Nicht nur der Vesuv hat das Potenzial, die Umgebung von Neapel in ein Inferno zu verwandeln. Ein weiterer Supervulkan, die Phlegräischen Felder (Campi Flegrei), zeigt erhöhte Aktivität. Die italienische Regierung hat nun Maßnahmen ergriffen, um auf mögliche stärkere Beben oder gar einen Ausbruch vorbereitet zu sein.
Die Phlegräischen Felder, etwa 20 Kilometer von Neapel entfernt, sind ein riesiges Vulkangebiet. Mehrere Städte und Dörfer, darunter Pozzuoli, Agnano und Bacoli, mit insgesamt über 500.000 Einwohnern liegen in diesem Gebiet. Mit 24 Kratern ist das Gebiet deutlich größer als der nahe gelegene Vesuv, der 79 n. Chr. Pompeji zerstörte. Der letzte Ausbruch der Phlegräischen Felder ereignete sich 1538, nachdem der Vulkan zuvor 3.000 Jahre geruht hatte.

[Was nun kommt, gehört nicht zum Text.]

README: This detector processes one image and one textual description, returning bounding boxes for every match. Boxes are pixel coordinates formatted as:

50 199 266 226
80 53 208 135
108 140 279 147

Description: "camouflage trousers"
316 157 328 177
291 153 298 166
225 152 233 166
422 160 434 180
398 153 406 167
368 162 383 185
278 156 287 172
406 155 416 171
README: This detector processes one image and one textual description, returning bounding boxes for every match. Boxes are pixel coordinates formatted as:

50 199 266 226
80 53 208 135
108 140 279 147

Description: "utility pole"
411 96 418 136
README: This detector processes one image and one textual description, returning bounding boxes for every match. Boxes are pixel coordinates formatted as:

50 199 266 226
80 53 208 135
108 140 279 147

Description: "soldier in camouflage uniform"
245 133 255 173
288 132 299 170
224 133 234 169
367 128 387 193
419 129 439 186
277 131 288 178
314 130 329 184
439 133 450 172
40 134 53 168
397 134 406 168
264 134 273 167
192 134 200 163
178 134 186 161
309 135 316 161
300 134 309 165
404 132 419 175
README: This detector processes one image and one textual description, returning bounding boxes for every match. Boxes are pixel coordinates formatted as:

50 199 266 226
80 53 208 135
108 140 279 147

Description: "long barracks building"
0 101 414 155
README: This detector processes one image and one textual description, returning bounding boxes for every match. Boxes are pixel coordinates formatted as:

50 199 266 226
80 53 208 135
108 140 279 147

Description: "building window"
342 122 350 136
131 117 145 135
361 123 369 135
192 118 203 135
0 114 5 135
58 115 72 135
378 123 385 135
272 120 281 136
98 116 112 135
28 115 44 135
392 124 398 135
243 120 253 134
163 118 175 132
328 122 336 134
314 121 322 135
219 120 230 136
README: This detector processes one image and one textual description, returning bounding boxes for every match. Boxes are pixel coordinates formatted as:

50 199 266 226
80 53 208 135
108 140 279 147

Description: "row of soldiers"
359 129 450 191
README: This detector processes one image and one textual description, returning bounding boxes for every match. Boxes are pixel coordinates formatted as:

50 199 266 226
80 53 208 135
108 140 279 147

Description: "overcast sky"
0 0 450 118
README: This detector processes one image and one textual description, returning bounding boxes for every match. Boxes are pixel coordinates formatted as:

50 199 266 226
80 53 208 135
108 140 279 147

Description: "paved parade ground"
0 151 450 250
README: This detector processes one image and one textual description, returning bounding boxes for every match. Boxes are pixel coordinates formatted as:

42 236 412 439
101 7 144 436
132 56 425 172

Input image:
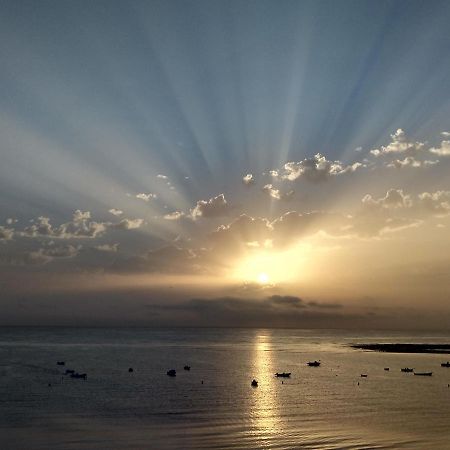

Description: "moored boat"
306 361 320 367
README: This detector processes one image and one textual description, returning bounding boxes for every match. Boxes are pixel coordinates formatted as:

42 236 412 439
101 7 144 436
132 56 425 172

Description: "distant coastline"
351 344 450 354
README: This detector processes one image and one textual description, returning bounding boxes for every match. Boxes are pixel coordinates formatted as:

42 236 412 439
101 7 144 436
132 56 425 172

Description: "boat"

Neue Maßnahmen zur Vorbereitung
Angesichts der jüngsten seismischen Aktivität hat die Regierung in Rom nun Maßnahmen ergriffen. Dazu gehört ein Plan zur Überprüfung der Festigkeit von Gebäuden in dem Gebiet. Zudem sollen den örtlichen Katastrophenschutzbehörden mehr Mittel zur Verfügung gestellt werden. „Wir müssen sicherstellen, dass diese im Notfall schnell eingreifen können und eine Kommunikationskampagne zur Sensibilisierung der Öffentlichkeit finanzieren“, erklärte Katastrophenschutzminister Nello Musumeci. Lokale Medien berichteten, dass eine Gruppe von Krankenhäusern in der Region bereits Evakuierungstests durchführt.
Erde unter Campi Flegrei bebt
Im letzten Monat gab es in der Region mehr als 1.100 Erdbeben. Darunter war ein Beben der Stärke 4,0 am Montag sowie eines der Stärke 4,2 vergangene Woche – das stärkste Erdbeben in der Region seit 39 Jahren. Eine derartige Erdbebenwelle erlebte Campi Flegrei zuletzt in den 1980er Jahren. Damals wurden rund 40.000 Menschen vorübergehend aus dem nahe gelegenen Pozzuoli evakuiert.
Forschungsergebnisse
In einer kürzlich veröffentlichten Studie haben Forscher vom University College London und dem Nationalen Forschungsinstitut für Geophysik und Vulkanologie in Italien (INGV) den Supervulkan genau untersucht. Ihre Studie zeigte, dass die Phlegräischen Felder schwächer und anfälliger für Risse wurden, wodurch ein Ausbruch immer wahrscheinlicher wird.
Erdbeben der Stärke 6,6 erschüttert Insel
Trotz der erhöhten Aktivität und Forschungsergebnisse betonen die meisten Vulkanologen, dass keine unmittelbare Gefahr eines Ausbruchs besteht. Sollte es dennoch dazu kommen, ist ein Evakuierungsplan vorgesehen. Dieser sieht vor, dass die Bewohner innerhalb von drei Tagen mit privaten oder öffentlichen Verkehrsmitteln aus dem Gebiet gebracht werden. Die Risikostufen Grün, Gelb, Orange und Rot werden monatlich überprüft. Seit elf Jahren gilt für das Gebiet die vom Zivilschutz ausgerufene Alarmstufe gelb, die zur Vorsicht aufruft. Zudem erhalten die Bewohner eine SMS-Warnung, sobald ein Beben der Stärke 1,5 oder höher auf der Richterskala auftritt. Für Touristen gibt es bisher jedoch keine Einschränkungen oder Gefahrenmeldungen.